R.hs: module R where
data T = T1 | T2 S
g = ...f...
Why we need to rehydrate A's ModIface before compiling R.hs
After compiling A.hs we'll have a TypeEnv in which the Id for f has a type type uses the
AbstractTyCon T; and a TyCon for S that also mentions that same AbstractTyCon.
(Abstract because it came from R.hs-boot; we know nothing about it.)
When compiling R.hs, we build a TyCon for T. But that TyCon mentions S, and it currently
has an AbstractTyCon for T inside it. But we want to build a fully cyclic structure, in which
S refers to T and T refers to S.
Solution: rehydration. Before compiling R.hs, rehydrate all the ModIfaces below it that depend on R.hs-boot. To rehydrate a ModIface, call typecheckIface to convert it to a ModDetails. It's just a de-serialisation step, no type inference, just lookups.
[Note: GHC calls rehydration "re-typechecking the interface", but we use "typecheck" so much that it seems better to have a new word. Rehydration suggests reconstituting the full ModDetails from the dried-out ModIface.]
Now S will be bound to a thunk that, when forced, will "see" the final binding for T; see Tying the knot. But note that this must be done before compiling R.hs.
Why we need to rehydrate A's ModIface after compiling R.hs
When compiling R.hs, the knot-tying stuff above will ensure that f's
unfolding mentions the LocalId for g. But when we finish R, we carefully ensure that all those
LocalIds are turned into completed GlobalIds, replete with unfoldings etc. Alas, that will not
apply to the occurrences of g in f's unfolding. And if we leave matters like that, they will
stay that way, and all subsequent modules that import A will see a crippled unfolding for f.
Solution: rehydrate both R and A's ModIface together, right after completing R.hs.
Do we really need to eagerly re-typecheck so many modules?
At the moment I think the rehydration step eagerly enumerates the modules and re-typechecks them
typecheckLoop hsc_env hmis = do
...
mds <- initIfaceLoad new_hsc_env $
mapM (typecheckIface . hm_iface) hmis
(Admittedly, typecheckIface just populates a type environmen with thunks, but it's still work.)
An interesting alternative is instead simply de-populate the HPT. In one-shot mode, if we try to
look up an identifier from M and M isn't loaded, we look for M.hi and load it. But instead of
"look for M.hi and load it" we could "look for M's ModIface, and rehydrate it". In effect, those
typecheckIface calls become lazy.

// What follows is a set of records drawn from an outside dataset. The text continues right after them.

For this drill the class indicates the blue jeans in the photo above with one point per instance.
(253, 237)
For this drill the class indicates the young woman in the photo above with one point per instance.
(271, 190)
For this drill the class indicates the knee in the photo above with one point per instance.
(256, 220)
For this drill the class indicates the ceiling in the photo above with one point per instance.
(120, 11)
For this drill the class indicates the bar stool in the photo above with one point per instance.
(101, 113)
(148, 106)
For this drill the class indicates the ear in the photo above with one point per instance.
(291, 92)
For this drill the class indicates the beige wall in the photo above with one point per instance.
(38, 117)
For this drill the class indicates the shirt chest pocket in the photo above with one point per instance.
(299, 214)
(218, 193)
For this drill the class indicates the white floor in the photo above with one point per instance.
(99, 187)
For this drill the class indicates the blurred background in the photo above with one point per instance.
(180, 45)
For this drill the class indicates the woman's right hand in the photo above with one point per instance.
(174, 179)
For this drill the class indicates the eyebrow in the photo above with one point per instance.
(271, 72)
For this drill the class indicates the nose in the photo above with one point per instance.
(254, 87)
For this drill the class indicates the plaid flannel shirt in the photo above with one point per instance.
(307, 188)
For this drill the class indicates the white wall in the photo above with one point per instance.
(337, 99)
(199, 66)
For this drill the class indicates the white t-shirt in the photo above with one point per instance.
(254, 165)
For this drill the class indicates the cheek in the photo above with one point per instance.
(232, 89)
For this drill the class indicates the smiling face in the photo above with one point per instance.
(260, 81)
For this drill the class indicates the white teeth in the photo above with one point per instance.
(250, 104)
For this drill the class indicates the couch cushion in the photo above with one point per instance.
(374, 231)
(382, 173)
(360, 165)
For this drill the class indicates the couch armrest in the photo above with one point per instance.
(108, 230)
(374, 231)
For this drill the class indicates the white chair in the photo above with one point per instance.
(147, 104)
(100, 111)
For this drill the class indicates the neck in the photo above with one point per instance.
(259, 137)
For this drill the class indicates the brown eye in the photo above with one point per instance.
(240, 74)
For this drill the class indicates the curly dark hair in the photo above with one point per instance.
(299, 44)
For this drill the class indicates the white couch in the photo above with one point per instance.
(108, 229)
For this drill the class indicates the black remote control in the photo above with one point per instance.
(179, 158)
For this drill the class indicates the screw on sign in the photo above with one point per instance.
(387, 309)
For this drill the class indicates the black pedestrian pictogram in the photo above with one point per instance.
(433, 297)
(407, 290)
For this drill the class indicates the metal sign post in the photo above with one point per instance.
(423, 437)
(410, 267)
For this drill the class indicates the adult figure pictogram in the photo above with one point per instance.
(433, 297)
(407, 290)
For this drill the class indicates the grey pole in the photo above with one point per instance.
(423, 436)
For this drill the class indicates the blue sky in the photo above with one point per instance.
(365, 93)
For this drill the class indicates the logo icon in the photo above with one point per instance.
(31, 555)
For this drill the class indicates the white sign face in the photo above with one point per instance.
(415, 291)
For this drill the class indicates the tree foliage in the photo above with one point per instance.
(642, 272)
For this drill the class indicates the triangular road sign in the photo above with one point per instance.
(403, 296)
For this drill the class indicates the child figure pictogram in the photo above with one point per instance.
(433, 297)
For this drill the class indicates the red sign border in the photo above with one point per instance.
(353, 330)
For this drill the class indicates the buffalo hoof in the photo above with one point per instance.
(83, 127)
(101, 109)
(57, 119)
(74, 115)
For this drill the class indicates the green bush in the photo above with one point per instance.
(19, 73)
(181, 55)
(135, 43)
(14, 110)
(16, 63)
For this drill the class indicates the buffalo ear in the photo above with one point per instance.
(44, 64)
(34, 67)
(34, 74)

And, especially with -O0, many of the modules in a big loop
might never be visited at all, which would save work.
Which modules to rehydrate
We only need rehydrate modules that are
- Below R.hs
- Above R.hs-boot
There might be many unrelated modules (in the home package) that don't need to be rehydrated. Do we take advantage of this?
Modules "above" the loop
This dark corner is the subject of #14092.
Suppose we add to our example
X.hs module X where
import A
data XT = MkX T
fx = ...g...
If in --make we compile R.hs-boot, then A.hs, then X.hs, we'll get a ModDetails for X that has an AbstractTyCon for T in the the argument type of MkX. So:
- Either we should delay compiling X until after R has beeen compiled.
- Or we should rehydrate X after compiling R -- because it transitively depends on R.hs-boot.
Question: in one-shot mode today, when we compile X, how does X know to look for R.hi-boot? Answer (we think) findInstalledHomeModule looks for R.hi, then R.hi-boot. But what if it finds an out-of-date R.hi?
Conclusion
It's pretty uncomfortable to rehydrate all those modules twice; but
- It's what happens in one-shot mode
- I don't see an easier solution
I can just about imagine not doing the post-compilation rehydrate stage. Instead, accept that f may mention a somewhat bogus g, and when inlining look up g in the symbol table. But this does the job once per inlining, rather than
once for all.
I think the current code does the rehydrate step once per SCC, and that seems entirely wrong.